Of all its tightened security measures, Advanced Protection's biggest day-to-day change for most users will likely be its requirement that they use a physical piece of hardware with every login. Users will have to buy their own so-called Universal Second Factor or U2F keys—one USB key for their desktop that costs around $20, and one Bluetooth-LE-enabled key for mobile that's closer to $25. Google says it supports any keys approved by the FIDO Alliance, a group that manages identity and authentication protocols.

Those devices represent a significant step up from the purely digital two-factor authentication that has become the Silicon Valley standard. That added layer of protection sends temporary login codes to users via SMS, or generates them with a smartphone app like Google Authenticator. Requiring a U2F token instead of that code makes impersonating a user far more difficult. Unlike one-time codes, those tokens can't be intercepted on the carrier network, or obtained by hacking someone's smartphone. More importantly, the hardware-enabled login isn't vulnerable to phishing sites that spoof Google's login page, and then use a stolen code and password to immediately hijack the user's account. The U2F key performs its own authentication step with Google's site to check it's legit, and only then supplies a key that logs the user in with no need to type a code.

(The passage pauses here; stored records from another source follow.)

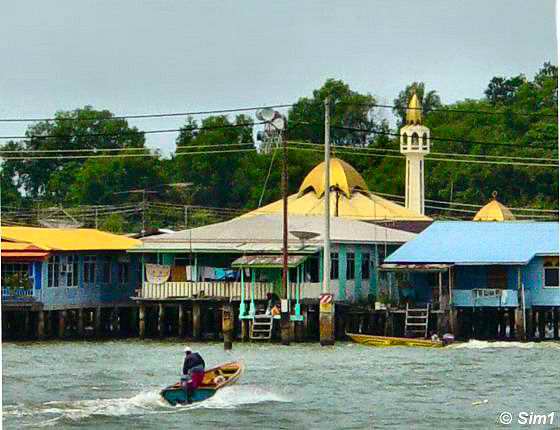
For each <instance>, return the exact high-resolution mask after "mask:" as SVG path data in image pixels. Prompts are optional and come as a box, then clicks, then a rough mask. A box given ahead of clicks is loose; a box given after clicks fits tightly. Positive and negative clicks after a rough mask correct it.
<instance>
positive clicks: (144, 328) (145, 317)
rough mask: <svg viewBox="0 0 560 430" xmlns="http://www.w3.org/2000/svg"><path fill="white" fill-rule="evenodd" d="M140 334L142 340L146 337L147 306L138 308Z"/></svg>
mask: <svg viewBox="0 0 560 430" xmlns="http://www.w3.org/2000/svg"><path fill="white" fill-rule="evenodd" d="M138 333H139V336H140V339H144V338H145V337H146V305H144V304H140V306H139V307H138Z"/></svg>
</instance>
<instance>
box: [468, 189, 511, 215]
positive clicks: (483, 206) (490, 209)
mask: <svg viewBox="0 0 560 430" xmlns="http://www.w3.org/2000/svg"><path fill="white" fill-rule="evenodd" d="M493 197H494V198H493V199H492V201H491V202H490V203H488V204H486V205H485V206H483V207H482V208H481V209H480V210H479V211H478V213H477V214H476V215H475V216H474V218H473V221H511V220H514V219H515V217H514V216H513V214H512V213H511V211H510V210H509V209H508V208H507V207H505V206H504V205H503V204H501V203H500V202H499V201H498V200H496V192H494V194H493Z"/></svg>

Google has supported those U2F keys for the last three years. But Advanced Protection uses a stricter implementation than Google has offered in the past: Only those physical keys—along with a password—will unlock your account. If you lose them, you can't use a printed out backup code in your wallet, or ask for one to be sent to you. Instead, you'll have to go through an account recovery process that Google says will be far more stringent and labor-intensive than the one used for normal users when they click "forgot password?"

Google hasn't shared the details of what that process entails. But the CDT's Hall, whom Google briefed on the details, says it will include a "cooling-off" period that will lock the account for a period of time while the user proves his or her identity via several other factors. That slowed-down, intensive check is designed to make the account-recovery process a far less appealing backdoor into victims' data.

Account recovery purgatory isn't the only user-experience sacrifice Advanced Protection requires. At launch, it only works when you visit Google properties in Chrome. It delays the receipt of attachments and other files by roughly 60 seconds, as it performs a more-rigorous-than-usual scan for malware. And it bans all non-Google apps from accessing your Gmail or Google account, blocking you from exporting your email into any other software like the iOS mail client, Outlook, or Thunderbird.

Hall says all of that means Google needs to communicate clearly to users that Advanced Protection's security requires a real change in their habits—namely keeping very careful track of two physical slices of silicon—but that its draconian restrictions will reap worthwhile security gains. "If this results in people getting locked out of important accounts all the time, it won’t be used very much," he warns. "The messaging around this has to be really clear that once you turn it on, it's a real 'thou shall not pass.'"

In exchange for those inconveniences, Advanced Protection would in theory protect against some of the most insidious recent attacks on Gmail. The relatively convincing phishing scheme that hooked John Podesta almost certainly would have failed. And even a more clever scheme, like the Google Docs phishing emails last May that tricked users into installing a third-party application that hijacked their accounts, might be stymied; Advanced Protection's restrictions on non-Google software's access to Gmail would have prevented it.

All of that means Advanced Protection offers a powerful new bargain for those who truly need it. Your retired uncle whose hacked account has been sent you spam intermittently for years may find the cure worse than the disease. But if having your email penetrated represents a career or even life-ending event, protecting it is probably worth carrying a couple more keys in your pocket.